BVG-App "Jelbi" : Mobilität, auf die ich pfeife

Immer besser läuft der Verkehr, wenn alle Teilnehmer fleißig ihre Daten senden. Jetzt macht auch die BVG mit in dem fragwürdigen Business. Ein Kommentar.

Braucht man eine App, um von Streiks zu erfahren? Und was würde diese App umgekehrt über den Nutzer erfahren?
Braucht man eine App, um von Streiks zu erfahren? Und was würde diese App umgekehrt über den Nutzer erfahren?Foto: dpa/ Tobias Kleinschmidt

Allmählich sind sie alle aufgewacht, und sie haben Hunger, und wonach es sie am meisten gelüstet, sind: Daten.

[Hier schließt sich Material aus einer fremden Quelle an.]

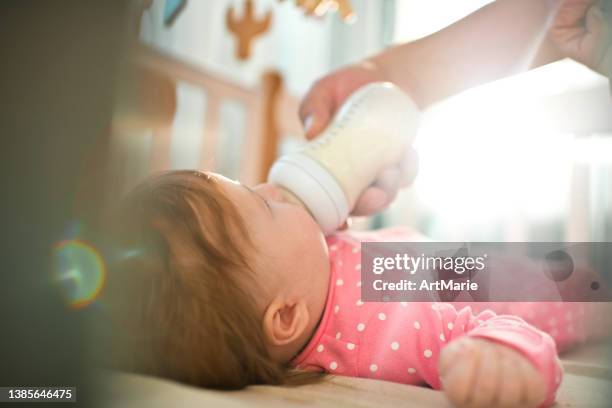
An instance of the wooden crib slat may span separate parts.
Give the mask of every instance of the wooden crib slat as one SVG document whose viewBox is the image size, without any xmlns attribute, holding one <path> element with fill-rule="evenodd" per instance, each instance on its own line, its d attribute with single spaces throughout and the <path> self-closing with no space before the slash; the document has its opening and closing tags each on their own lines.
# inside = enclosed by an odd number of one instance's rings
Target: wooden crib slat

Autohersteller bauen in ihre neuen Modelle Blackboxen ein, die Fahrtdaten aufzeichnen, ab 2020 soll das in der EU Pflicht werden. E-Bike-Verleiher tauschen schon längst Citybikenutzung gegen persönliche Daten. Mobilitätsforscher werden nicht müde, den Nutzen von Mobilitätsdiensten und -Apps für den reibungslos fließenden Verkehr zu preisen.

Denn je mehr Daten aus dem Verkehr verknüpft werden können, desto besser sind die Infos über den Zustand der Straßen – voll, leer, vereist, geflutet, Baustelle und so weiter –, über die Fahrpläne von Bus und Bahn und deren jeweilige Pünktlichkeit und zu erwartende Beinfreiheit. Und so verknüpfen sich immer mehr Daten zu einem immer dichteren Netz an Informationen darüber, wer gerade wo ist, woher kommt und wohin will.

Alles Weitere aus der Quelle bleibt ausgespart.